In dlmao/blbmethods: Bag of Little Bootstraps for Various Models

knitr::opts_chunk$set(
  collapse = TRUE,
  comment = "#>"
)
library(blbmethods)

Suppose we have a massive, high-dimensional dataset. Working on the whole dataset all at once is not practical, and map reduce does not give us accurate enough results. Hence we turn to bag of little bootstraps (BLB).
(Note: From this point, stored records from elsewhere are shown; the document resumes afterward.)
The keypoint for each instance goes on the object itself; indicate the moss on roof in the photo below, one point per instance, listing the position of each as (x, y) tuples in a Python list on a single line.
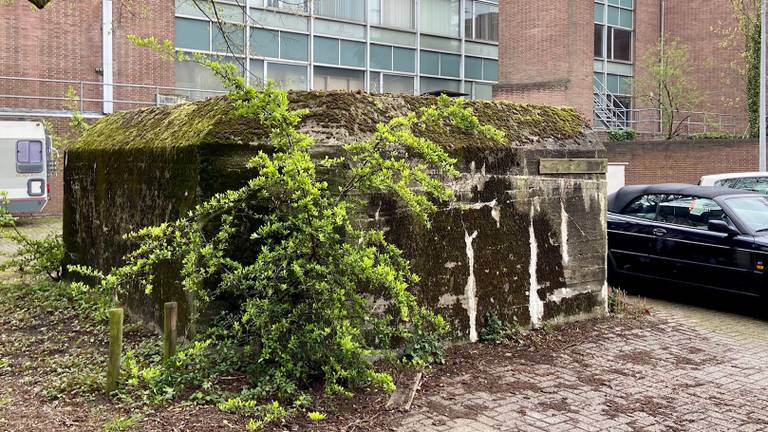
[(334, 117)]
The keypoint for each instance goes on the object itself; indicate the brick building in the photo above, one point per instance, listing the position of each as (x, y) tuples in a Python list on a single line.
[(588, 54)]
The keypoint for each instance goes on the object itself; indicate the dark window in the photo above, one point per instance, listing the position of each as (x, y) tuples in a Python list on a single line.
[(598, 41), (29, 152), (690, 211), (622, 44)]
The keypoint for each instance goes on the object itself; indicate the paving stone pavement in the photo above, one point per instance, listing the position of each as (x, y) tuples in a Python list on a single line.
[(681, 369)]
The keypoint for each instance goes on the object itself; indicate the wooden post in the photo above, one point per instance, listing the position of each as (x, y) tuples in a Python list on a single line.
[(170, 317), (115, 348)]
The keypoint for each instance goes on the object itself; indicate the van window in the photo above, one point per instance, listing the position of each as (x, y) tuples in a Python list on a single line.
[(29, 156)]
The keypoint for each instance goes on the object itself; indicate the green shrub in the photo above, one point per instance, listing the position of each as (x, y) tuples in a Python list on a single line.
[(304, 315), (622, 134)]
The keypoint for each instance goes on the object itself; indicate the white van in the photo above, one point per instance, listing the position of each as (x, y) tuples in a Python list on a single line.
[(25, 151)]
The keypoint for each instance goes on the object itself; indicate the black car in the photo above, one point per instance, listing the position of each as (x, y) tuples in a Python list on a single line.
[(710, 237)]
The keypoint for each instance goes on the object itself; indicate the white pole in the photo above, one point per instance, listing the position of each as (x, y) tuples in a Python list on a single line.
[(762, 87)]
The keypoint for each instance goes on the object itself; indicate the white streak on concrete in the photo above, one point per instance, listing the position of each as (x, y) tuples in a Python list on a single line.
[(535, 305), (564, 233), (470, 291), (560, 294), (448, 300)]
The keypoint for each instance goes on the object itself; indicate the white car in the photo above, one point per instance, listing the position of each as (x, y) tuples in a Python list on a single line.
[(751, 181)]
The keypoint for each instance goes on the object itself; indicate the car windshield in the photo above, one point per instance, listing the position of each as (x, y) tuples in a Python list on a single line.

This package provides blb implementation for:

Linear Models
Random Forests
Logistic Regression

This vignette provides information on how the blb algorithm is implemented for each of the models, documentation on how to use the provided functions, and provides performance metrics on the package's multicore functions and C++ code.

Blblm

The first blb implementation of a statistical model provided by this package is linear models. The idea here is to divide a regression dataset into m parts and from each part, create B bootstrap models. We find estimates by reducing our models and confidence intervals by using bootstrap percentile confidence intervals then reducing.

Creating a Blblm Model

To create a blblm object, you need a dataframe containing the variables you need to fit a linear model. For our example, we will use the R dataset trees. We would like to fit Height + Volume on Girth.

head(trees)

There are a two additional arguments we have to consider here. We must decide the how many subsets to split our data into and how many bootstrap samples we want from each subset. Since trees is a small dataset, we can choose to split it into two and use 100 bootstrap samples.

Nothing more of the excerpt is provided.